Parking/Fees: Adventure Pass at Heaton Flat
Difficulty: Very Strenuous
Gold Dollar Mine is one of the most inaccessible mines in the San Gabriel Mountains. It was built near Iron Mountain about 500' below San Antonio Ridge, high on a very steep slope. "Hardcore" Henry and I planned to start at Heaton Flat, take the unmaintained trail above Widman Ranch, go cross country to Gold Dollar Mine, loop over the spicy part of the San Antonio Ridge up to Iron #1, then return down the south ridge trail.
We met at 4:00 AM and started out in the dark, reaching Allison Saddle just about sunrise. From the saddle, we took the unmaintained Coldwater Trail on the right. The first mile was Washout Alley, with several somewhat dangerous washouts that must be passed. Then, the trail got much better passing above Widman Ranch with notoriously unfriendly residents. Dima Kogan and other people have trimmed back the yucca in places, but I managed to get a yucca needle broken off in my pinky toe. At the end of the trail, we dropped about 40' into Dry Gulch using a hand line someone had left there a long time ago. The rope wasn't in great shape, but we tested it and used it to aid our descent. Dry Gulch was relatively open without many obstacles. We continued up the gulch until we found a slope on the Gold Dollar Ridge that looked relatively free of brush. The slope was surprisingly steep and we spent a fair amount of time on all fours (mountain climbers) to make progress. Fortunately, the soil was soft and full of pine needles so we didn't slide back as much as we would have on hard dirt.

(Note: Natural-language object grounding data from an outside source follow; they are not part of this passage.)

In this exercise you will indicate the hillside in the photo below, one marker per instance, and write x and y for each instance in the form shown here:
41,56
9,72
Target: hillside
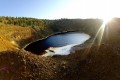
98,62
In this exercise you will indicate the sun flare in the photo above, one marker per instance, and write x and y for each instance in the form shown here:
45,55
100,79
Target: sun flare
107,20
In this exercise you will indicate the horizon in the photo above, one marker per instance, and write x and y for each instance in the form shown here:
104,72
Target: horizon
57,9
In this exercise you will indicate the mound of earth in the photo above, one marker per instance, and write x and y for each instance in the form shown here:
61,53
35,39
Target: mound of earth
94,63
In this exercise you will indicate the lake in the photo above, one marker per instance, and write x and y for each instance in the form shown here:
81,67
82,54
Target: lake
57,44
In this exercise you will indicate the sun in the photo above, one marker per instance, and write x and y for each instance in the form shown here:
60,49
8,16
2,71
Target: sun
107,20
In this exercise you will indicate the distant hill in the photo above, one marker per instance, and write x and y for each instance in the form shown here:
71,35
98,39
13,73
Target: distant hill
23,30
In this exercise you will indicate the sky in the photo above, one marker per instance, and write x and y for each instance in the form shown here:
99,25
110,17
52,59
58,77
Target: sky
56,9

We had Ze's GPS track (from the San Gabriel Forum) which showed us where to head toward the mine. We didn't follow the track exactly, going parallel a little higher on the ridge along an old trail. Where we intersected Ze's track was the first site of Gold Dollar ruins. Part of an ore hopper was there and some equipment I couldn't identify. Steel cables ran up and down the mountain from the site. From reading Dima's report, another major ruin site was below. The Garmin GPS had marked the mine higher up than our location. We decided to follow the steel cables up looking for the mine and more ruins. We used the cables in some places to assist our climb. About 300' up, we found a second site of ruins. It had some kind of sorter and mine car rails. The GPS mark for the mine was east of our location and we had to decide whether to head toward the Garmin mark or continue following the cable up. In the end, we decided to follow the cable. It was slow going but we followed it to the origin, anchored to a large dead tree. We didn't find any more ruins along the way. We were left wondering if anyone had found the mine. It is possible the mine itself is east of the steel cables or maybe all the adits have collapsed.

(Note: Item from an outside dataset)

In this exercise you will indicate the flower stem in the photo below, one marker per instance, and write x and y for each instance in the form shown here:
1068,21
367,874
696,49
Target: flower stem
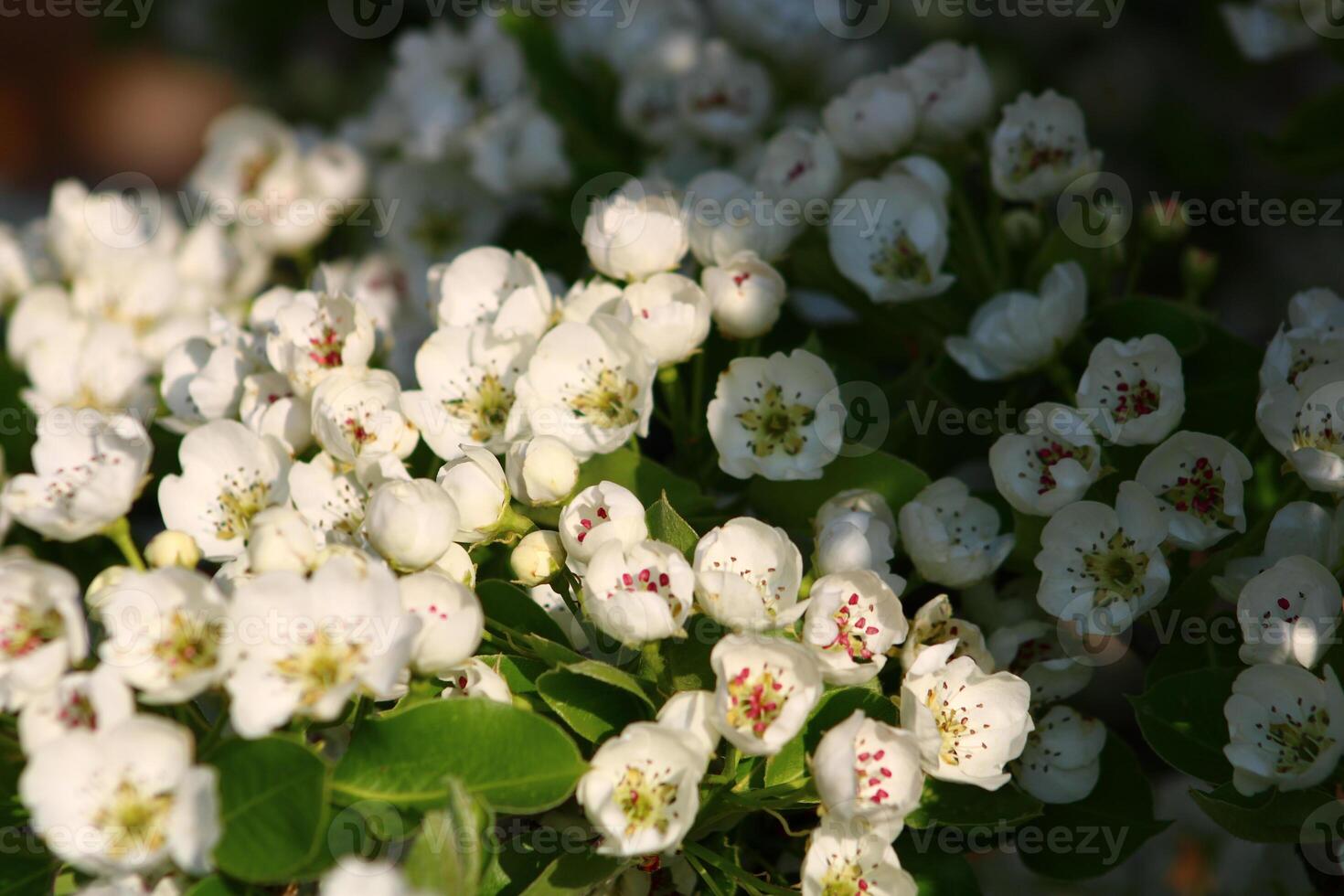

On the way up to San Antonio Ridge, we got intriguing views of Gunsight Notch and Big Iron. There is a huge vein of white rock running down from Iron that is not fully visible except from below. We took a break to fuel up before tackling Gunsight and the ridge for the second time this year. Henry and I were in agreement that the second part of the notch is the most difficult, even though the exposure is not as great. The rock on the second part seems much more loose. I took a few more photos of the third scrambling section consisting of white rock, sometimes called the Witch's Backbone. While it demands full attention, the ridge didn't seem as scary as the first time I did it. When we topped out on Iron, my stomach wasn't feeling great. I think maybe something in the sub sandwich I bought the day before had gone bad. In any case, I couldn't eat anything but a few cheezits and a butterscotch. Because of the cool weather, I had plenty of water and the descent was uneventful if slow, ending in the dark. We picked up 4 mylar balloons for the day. There may still be some missing pieces to the Gold Dollar Mine story.